# Math 38. Graph Theory

Spring 2006

• Instructor:         Sergi Elizalde

• Lectures:           MWF 12:30-1:35 in Bradley 104

• X-period:           Tu 1:00 - 1:50

• Office Hours:    M 1:35-3:30, Th 10:00-11:00

• Email:

• Phone:               646-8191

Announcements

Here is this week's homework assignment.

The midterm exams have been scheduled:

Midterm 1 -  Wednesday, April 19, 12:30-1:35.

Midterm 2 -  Friday, May 12, 12:30-1:35.

The final will be a take-home exam, handed out on Friday, May 26 and due on Wednesday, May 31.

Course description

This course will cover the fundamental concepts of Graph Theory: simple graphs, digraphs, Eulerian and Hamiltonian graphs, trees, matchings, networks, paths and cycles, graph colorings, and planar graphs.
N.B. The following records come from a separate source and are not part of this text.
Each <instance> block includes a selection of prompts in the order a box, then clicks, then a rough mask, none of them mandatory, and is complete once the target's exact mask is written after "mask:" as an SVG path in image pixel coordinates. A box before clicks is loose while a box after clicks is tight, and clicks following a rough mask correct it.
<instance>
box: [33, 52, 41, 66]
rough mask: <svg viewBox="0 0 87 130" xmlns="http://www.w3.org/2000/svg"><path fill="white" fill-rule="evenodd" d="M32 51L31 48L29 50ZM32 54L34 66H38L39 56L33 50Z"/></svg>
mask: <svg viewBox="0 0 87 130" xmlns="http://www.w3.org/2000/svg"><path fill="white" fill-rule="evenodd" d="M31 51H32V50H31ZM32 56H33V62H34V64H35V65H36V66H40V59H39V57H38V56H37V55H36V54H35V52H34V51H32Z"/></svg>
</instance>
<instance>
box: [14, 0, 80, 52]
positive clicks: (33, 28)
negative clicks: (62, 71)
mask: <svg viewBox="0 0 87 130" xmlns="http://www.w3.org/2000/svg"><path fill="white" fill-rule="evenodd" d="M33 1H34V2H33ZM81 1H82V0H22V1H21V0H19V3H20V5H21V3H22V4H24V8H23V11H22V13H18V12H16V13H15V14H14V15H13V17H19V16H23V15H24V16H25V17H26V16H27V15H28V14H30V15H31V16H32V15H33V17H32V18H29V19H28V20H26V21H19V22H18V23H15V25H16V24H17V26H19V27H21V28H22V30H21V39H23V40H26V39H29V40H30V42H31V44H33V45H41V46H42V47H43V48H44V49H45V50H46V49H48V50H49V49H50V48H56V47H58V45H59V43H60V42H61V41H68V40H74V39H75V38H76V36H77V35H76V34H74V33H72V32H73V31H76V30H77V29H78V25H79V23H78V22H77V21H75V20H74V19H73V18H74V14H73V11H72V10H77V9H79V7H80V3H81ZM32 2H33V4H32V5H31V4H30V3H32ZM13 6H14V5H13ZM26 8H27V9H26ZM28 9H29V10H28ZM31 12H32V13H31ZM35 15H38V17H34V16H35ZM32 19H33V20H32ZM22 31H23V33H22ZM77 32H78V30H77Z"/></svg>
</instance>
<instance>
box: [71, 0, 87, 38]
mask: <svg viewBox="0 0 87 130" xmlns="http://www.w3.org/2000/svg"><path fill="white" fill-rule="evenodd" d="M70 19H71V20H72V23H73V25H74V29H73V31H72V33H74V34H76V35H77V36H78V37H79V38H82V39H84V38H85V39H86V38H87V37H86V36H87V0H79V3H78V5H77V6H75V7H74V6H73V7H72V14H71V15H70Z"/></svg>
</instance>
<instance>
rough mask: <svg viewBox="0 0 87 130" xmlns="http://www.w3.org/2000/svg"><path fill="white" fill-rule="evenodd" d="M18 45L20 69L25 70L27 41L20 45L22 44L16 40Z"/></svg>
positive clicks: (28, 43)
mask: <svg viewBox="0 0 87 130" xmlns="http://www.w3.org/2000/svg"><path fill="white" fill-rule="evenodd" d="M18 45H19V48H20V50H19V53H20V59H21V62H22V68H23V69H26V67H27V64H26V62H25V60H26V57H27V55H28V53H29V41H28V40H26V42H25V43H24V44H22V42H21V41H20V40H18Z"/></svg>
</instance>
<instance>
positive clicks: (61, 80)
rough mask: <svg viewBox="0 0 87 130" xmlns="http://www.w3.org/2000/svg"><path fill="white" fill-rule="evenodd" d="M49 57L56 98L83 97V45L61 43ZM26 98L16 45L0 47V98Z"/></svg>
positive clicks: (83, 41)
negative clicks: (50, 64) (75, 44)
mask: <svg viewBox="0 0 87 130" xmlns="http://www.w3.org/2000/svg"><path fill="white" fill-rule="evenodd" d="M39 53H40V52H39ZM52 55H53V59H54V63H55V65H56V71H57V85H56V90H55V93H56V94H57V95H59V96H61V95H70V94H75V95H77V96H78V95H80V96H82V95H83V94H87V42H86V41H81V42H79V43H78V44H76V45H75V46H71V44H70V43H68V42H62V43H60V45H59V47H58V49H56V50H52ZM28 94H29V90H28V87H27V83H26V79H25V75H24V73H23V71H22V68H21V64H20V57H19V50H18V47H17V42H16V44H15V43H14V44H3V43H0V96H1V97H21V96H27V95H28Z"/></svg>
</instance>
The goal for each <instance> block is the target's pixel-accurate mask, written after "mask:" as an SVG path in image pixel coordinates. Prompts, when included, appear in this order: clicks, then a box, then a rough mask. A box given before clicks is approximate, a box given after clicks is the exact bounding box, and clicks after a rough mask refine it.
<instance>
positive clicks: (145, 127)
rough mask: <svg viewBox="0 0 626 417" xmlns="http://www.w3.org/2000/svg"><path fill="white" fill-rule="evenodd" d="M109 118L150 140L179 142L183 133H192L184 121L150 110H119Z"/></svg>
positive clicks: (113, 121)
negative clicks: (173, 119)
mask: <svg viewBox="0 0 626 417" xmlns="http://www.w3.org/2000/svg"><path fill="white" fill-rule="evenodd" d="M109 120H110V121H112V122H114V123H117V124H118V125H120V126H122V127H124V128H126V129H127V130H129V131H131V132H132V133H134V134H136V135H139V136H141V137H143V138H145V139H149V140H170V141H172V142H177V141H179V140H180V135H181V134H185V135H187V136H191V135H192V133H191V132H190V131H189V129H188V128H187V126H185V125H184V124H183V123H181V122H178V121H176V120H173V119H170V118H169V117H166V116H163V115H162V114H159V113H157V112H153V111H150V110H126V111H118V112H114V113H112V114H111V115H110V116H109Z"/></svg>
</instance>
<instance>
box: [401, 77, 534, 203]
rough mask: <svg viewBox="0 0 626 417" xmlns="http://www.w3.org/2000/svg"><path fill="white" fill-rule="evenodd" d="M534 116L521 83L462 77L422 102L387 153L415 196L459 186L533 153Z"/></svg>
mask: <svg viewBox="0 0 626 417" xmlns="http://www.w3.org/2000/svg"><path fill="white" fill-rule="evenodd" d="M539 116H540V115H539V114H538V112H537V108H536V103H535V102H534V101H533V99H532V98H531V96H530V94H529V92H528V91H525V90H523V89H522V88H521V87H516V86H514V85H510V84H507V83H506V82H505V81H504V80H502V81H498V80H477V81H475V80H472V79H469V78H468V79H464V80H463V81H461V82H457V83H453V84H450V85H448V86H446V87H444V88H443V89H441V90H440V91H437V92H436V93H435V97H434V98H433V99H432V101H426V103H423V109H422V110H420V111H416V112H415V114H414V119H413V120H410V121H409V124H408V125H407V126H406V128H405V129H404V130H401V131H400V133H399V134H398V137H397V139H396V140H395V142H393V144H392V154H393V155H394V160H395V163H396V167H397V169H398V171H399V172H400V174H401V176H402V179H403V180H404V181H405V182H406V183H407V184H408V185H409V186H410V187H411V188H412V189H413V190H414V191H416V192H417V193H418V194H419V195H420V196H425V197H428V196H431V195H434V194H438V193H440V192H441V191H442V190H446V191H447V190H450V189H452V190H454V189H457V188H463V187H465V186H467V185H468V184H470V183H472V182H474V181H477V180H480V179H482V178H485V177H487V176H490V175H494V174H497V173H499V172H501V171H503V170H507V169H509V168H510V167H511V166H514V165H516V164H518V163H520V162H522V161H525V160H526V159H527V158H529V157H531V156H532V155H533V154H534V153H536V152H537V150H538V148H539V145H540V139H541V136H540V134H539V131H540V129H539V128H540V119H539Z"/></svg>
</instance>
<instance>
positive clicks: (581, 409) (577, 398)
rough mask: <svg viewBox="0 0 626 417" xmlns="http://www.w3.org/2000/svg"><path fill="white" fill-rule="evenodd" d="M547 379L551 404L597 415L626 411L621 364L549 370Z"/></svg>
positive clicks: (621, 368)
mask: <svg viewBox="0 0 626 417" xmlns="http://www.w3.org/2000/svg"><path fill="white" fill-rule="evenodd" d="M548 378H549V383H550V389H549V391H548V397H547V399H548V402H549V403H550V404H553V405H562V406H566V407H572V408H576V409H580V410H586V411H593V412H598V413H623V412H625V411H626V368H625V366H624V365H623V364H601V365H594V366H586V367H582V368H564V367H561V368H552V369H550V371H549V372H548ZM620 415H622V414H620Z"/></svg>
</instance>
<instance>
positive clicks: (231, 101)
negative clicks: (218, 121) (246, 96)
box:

Famous problems in Graph Theory include: Minimum Connector Problem (building roads at minimum cost), the Marriage Problem (matching men and women into compatible pairs), the Assignment Problem (filling n jobs in the best way), the Network Flow Problem (maximizing flow in a network), the Committee Scheduling Problem (using the fewest time slots), the Four Color Problem (coloring maps with four colors so that adjacent regions have different colors), and the Traveling Salesman Problem (visiting n cities with minimum cost).

Textbook

Introduction to Graph Theory by Douglas B. West. Second edition

Tentative syllabus

This syllabus is subject to change, but it should give you an idea of the topics I want you to learn.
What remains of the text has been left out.